Logic and the Department of Motor Vehicles, Part II
A few years ago, I blogged about the fact that I had to wait on line to renew a non-driver's ID but a driver's license could be renewed by mail:
On the other hand, according to Good Math, Bad Math, there is a form of logic in which the regulations make sense. It's called linear logic:
It's a logical theorem: A and B imply A. In this case, if a card can be used as an ID and the card can be used to drive legally then the card can be used as an ID. The Department of Motor Vehicles disagrees. Apparently, the geniuses at the Department of Motor Vehicles think that a card that can be used to drive legally cannot be used as a plain ID. I'm reminded of tests of the average citizen's understanding of logic. A substantial fraction of the population think “Joe is a computer programmer and a nerd” is more probable than “Joe is a nerd,” even though the first implies the second.

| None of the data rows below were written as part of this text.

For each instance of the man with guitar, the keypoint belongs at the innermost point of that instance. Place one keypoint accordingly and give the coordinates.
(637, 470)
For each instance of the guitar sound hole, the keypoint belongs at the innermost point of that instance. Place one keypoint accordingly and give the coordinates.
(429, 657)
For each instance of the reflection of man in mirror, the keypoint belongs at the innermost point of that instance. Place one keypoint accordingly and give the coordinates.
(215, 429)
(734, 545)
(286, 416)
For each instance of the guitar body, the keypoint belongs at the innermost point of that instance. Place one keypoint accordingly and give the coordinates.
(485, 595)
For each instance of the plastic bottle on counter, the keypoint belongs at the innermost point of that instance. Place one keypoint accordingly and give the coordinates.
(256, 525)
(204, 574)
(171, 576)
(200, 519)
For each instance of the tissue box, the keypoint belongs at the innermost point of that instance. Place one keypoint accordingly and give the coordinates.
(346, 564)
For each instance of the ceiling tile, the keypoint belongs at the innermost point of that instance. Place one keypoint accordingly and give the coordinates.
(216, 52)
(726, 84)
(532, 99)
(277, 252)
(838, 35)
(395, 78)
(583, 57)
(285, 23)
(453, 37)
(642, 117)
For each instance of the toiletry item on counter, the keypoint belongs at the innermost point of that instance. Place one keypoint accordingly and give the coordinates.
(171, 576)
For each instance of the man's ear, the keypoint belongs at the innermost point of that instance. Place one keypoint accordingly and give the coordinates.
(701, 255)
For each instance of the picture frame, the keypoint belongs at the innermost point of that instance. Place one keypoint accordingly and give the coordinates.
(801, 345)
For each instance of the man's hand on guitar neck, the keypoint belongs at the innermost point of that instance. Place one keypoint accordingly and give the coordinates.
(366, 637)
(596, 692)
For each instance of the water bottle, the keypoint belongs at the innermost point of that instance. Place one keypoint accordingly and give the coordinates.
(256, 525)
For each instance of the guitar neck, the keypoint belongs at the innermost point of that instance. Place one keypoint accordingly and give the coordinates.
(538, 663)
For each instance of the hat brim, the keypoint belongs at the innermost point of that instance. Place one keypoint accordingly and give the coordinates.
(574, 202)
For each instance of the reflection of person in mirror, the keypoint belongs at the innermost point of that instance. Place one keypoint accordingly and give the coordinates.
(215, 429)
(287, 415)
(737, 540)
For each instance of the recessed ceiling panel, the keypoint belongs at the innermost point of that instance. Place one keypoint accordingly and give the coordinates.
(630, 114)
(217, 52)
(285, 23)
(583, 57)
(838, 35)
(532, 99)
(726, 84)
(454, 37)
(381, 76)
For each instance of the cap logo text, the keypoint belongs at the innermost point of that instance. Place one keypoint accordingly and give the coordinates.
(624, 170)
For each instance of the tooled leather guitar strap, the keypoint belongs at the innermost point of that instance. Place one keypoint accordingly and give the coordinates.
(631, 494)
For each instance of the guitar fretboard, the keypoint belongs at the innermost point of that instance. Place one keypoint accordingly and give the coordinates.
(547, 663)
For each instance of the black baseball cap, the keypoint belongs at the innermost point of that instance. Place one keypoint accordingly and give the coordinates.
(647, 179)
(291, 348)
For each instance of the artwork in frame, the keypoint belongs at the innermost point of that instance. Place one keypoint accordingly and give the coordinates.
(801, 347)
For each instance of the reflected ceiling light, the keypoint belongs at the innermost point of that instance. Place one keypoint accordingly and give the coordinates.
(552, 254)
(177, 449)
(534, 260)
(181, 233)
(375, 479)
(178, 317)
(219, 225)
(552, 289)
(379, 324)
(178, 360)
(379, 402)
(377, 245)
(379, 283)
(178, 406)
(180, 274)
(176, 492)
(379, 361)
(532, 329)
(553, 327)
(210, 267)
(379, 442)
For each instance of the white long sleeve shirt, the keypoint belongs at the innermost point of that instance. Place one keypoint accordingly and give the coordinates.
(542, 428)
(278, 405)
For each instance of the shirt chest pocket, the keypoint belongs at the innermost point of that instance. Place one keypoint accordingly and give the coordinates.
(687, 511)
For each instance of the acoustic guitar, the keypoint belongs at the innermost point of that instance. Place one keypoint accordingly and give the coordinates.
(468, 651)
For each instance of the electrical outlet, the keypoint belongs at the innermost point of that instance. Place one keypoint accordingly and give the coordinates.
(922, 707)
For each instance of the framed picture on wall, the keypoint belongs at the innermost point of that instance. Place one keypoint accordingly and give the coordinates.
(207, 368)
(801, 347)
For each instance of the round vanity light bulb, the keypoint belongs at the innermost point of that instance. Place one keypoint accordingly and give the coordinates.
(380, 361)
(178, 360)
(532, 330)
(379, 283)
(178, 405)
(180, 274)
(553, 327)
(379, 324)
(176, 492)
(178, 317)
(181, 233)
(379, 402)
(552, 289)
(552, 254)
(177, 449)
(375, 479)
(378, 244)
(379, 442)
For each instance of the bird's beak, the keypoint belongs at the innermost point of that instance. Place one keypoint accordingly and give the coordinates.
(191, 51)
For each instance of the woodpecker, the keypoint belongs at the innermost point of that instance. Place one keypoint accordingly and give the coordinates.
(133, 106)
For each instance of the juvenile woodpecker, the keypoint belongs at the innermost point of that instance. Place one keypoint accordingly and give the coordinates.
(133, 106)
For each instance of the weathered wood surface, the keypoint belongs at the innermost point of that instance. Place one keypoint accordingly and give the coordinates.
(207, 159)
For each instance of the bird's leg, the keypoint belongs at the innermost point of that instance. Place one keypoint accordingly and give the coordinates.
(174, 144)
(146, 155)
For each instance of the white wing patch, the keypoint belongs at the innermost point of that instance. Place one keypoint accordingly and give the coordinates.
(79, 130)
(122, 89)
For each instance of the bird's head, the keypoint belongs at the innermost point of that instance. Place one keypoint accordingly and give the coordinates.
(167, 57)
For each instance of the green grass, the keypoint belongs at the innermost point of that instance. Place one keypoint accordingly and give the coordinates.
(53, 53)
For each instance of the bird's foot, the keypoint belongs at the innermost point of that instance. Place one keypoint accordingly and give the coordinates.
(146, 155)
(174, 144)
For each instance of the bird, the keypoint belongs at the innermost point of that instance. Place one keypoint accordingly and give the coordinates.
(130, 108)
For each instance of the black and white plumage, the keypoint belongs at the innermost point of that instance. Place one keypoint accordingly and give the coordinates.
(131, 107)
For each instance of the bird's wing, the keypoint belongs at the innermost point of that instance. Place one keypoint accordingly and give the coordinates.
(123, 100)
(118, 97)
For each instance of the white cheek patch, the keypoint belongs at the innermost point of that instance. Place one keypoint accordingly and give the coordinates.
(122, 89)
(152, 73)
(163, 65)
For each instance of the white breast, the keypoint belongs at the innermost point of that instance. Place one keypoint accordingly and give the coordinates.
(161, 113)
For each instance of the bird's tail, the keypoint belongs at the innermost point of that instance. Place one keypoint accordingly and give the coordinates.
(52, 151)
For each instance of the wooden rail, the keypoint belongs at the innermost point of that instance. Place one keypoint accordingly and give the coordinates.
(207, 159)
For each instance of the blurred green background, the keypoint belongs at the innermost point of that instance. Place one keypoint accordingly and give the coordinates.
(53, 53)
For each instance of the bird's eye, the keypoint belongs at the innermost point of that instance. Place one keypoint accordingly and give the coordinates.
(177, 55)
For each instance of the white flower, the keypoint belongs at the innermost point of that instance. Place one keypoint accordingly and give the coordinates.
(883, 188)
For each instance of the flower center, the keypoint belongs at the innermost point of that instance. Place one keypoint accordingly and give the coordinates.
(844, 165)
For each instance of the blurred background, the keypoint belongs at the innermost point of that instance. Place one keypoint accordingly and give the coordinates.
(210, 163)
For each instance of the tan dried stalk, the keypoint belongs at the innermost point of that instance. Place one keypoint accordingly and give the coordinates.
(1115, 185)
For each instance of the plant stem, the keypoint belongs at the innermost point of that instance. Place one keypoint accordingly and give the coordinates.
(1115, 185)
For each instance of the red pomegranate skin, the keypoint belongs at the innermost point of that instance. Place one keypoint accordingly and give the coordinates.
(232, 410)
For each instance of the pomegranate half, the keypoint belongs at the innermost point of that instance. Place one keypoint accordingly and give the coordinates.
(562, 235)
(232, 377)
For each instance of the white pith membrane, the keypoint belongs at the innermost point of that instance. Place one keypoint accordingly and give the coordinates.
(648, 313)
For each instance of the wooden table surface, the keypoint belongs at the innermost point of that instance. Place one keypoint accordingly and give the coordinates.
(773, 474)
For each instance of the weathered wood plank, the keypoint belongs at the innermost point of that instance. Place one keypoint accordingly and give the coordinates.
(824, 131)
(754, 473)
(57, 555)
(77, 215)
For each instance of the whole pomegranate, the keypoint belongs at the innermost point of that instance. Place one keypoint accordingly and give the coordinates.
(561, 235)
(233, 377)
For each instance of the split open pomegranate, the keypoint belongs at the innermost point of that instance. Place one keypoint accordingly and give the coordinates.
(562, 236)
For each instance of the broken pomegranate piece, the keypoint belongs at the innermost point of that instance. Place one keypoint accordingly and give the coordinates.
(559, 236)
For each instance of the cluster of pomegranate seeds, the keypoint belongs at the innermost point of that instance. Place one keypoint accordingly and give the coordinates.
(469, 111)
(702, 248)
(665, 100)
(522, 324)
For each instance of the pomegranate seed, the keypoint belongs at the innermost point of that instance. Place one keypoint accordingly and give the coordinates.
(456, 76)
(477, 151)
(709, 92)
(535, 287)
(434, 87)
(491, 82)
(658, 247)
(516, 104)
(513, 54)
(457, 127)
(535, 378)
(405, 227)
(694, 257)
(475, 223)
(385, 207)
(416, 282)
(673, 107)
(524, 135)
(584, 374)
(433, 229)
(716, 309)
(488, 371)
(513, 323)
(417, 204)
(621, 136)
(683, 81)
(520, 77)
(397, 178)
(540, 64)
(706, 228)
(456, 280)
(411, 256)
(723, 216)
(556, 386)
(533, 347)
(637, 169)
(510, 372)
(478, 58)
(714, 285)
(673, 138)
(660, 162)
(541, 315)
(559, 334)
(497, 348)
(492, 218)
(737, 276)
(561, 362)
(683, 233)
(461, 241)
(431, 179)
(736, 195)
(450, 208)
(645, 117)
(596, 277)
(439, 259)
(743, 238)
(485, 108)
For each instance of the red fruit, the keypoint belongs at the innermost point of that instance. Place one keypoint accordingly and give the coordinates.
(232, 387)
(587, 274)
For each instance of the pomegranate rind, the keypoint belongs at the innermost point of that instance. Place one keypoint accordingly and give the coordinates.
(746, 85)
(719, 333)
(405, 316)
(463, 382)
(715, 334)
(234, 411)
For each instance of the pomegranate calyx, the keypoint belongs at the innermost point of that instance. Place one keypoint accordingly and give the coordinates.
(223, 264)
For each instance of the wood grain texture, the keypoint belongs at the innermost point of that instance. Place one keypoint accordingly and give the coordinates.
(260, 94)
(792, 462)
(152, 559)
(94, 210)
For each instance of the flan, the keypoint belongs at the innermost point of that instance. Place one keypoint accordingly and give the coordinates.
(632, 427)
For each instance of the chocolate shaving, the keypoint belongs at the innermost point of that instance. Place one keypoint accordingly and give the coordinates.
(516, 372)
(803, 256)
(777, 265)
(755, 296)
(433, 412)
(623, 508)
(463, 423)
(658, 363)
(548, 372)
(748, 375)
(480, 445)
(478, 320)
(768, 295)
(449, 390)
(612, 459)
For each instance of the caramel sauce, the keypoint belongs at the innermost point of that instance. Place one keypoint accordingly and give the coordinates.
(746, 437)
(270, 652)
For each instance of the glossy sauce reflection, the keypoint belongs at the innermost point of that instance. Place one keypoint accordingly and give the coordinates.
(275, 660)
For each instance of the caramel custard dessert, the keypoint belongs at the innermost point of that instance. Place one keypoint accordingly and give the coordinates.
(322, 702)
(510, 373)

That might mean the regulations aren't completely stupid.
For those who haven't ever seen it before, linear logic is based on the idea of resource consumption. Where the normal propositional or predicate logics that most of us are familiar with are focused around an idea of truth, linear logic is focused on the idea of resource posession and consumption. In standard propositional logic, if you're given the proposition "A", that means that A is true, and you can use the truth of A in as many inferences as you want. In linear logic, if you're given the proposition "A", that means that you possess one instance of A, and you can use it, once, in an inference.
On the other hand, linear logic only applies here if the license is torn up after each use, which I don't think happens that often.